DEAR MARGO: I have been married to my husband for 12 years. He is supportive and loving, totally devoted to me, and the best father I could imagine for our children. My sisters, however, keep telling me I am wasting my time with him and that I could "do better." Their main issue with my husband is that he isn't "successful." We'd both like to be more financially stable, but employment-wise he's had a rough road, and for many years I was the breadwinner. He is currently earning all the money in the family, and we are finally doing better financially, but this isn't good enough for my sisters. Neither of them is in a happy marriage, but they both have the luxury of plenty of money, even though they pace the halls of their large houses wondering where their husbands are sleeping at night. How can I get my sisters to see there's more to a man than what's in his wallet?
You can’t. To them, there is nothing more to a man than what's in his wallet. They've both measured their husbands exclusively by their bank accounts and they've been paid back accordingly, only to find that the view from the country club terrace isn't exciting anymore. Oops. And their husbands are unfaithful? Shocking.
So the next time they start ragging at you, say, “We’re doing well financially, AND I know where he is every night. Can you say the same?” Then ask them to send you a postcard sometime from that place where they’re “doing better.”

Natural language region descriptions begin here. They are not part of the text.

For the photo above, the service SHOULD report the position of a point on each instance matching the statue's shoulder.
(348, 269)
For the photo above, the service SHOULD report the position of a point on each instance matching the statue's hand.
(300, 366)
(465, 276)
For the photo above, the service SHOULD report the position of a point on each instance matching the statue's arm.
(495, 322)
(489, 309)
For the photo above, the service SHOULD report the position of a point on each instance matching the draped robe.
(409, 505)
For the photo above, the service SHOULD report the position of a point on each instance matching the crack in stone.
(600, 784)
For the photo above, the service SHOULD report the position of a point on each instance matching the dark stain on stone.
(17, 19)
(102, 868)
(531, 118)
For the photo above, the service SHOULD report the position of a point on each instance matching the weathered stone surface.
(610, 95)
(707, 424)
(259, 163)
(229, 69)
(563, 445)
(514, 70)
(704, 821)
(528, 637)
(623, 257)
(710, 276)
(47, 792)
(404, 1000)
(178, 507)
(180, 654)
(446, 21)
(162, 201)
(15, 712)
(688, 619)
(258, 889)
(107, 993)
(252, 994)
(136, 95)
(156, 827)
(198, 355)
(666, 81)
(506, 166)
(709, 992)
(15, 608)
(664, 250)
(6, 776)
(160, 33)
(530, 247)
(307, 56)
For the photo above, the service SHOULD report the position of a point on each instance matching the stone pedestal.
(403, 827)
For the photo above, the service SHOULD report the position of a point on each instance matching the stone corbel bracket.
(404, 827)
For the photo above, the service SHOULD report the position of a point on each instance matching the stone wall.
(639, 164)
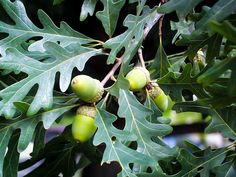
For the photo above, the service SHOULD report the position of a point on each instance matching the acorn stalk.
(138, 78)
(83, 126)
(162, 101)
(87, 89)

DEAR ABBY: My husband and I moved to the South and enrolled our son in a private Christian school. Many times when meeting other parents I am asked, "What service do you attend?" The truth is, my husband and I are not particularly religious, and we don't attend church.

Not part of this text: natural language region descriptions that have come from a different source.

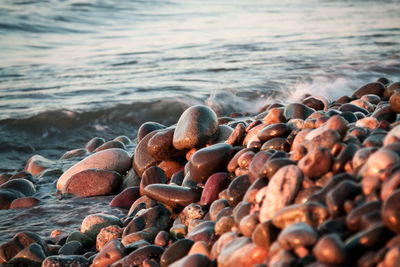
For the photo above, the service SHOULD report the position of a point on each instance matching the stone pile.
(313, 183)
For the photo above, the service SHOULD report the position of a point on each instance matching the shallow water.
(71, 70)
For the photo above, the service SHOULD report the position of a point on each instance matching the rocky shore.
(312, 183)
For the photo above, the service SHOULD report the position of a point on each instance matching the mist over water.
(71, 70)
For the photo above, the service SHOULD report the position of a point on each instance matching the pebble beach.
(307, 183)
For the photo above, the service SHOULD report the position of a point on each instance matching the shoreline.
(303, 183)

How should I respond without feeling like a bad person or a bad parent?
-- MEMBER OF NO CHURCH, IN TENNESSEE
"The valet service."
DEAR MARGO: I am 34 and have been dating a man, 42, for two years. We've both been married and divorced twice. He has a 7-year-old from his second marriage. When we first started seeing each other it was just for fun. Neither of us thought it would go anywhere. But now, two years later, I am in love and he says he has no intention of ever getting remarried -- even though he has "feelings" for me. He won't come out and say he loves me. His wife cheated on him, and he says he never wants anything more than what we have now.
From the beginning he said he wouldn't let my dog come over (she does now) or let me spend the night (I do all the time now, except when his son is there). We save money together for vacations, and when we attend marriages or funerals we always sign the tags as a couple. We also go to church together. I have done my best to be patient, but I have to think about my future. I want to be able to start a family and a future with the man I love. Some friends say two years is too long for him not to say "I love you."
As for me, I believe he shows it every day just by giving all that he has -- when he said from the beginning that he wasn't going to give at all. Should I stay in the relationship or just move on?
--- WAITING PATIENTLY
Listen to your heart. This guy sounds like a husband in everything but name. Don’t throw away a great gift because of the wrapping paper. Of course you have to think about your future, but there’s no reason that it can’t include him—you said yourself he’s doing many of the things he said he’d never do. Obviously, he's not in the same frame of mind that he was at the very beginning, so you've made lots of progress already. Give it more time—you might just get a ring yet.
And don't listen to your friends about this. Best friends are wonderful for advice unless it’s about marriage—they never want to see anyone happier than they are.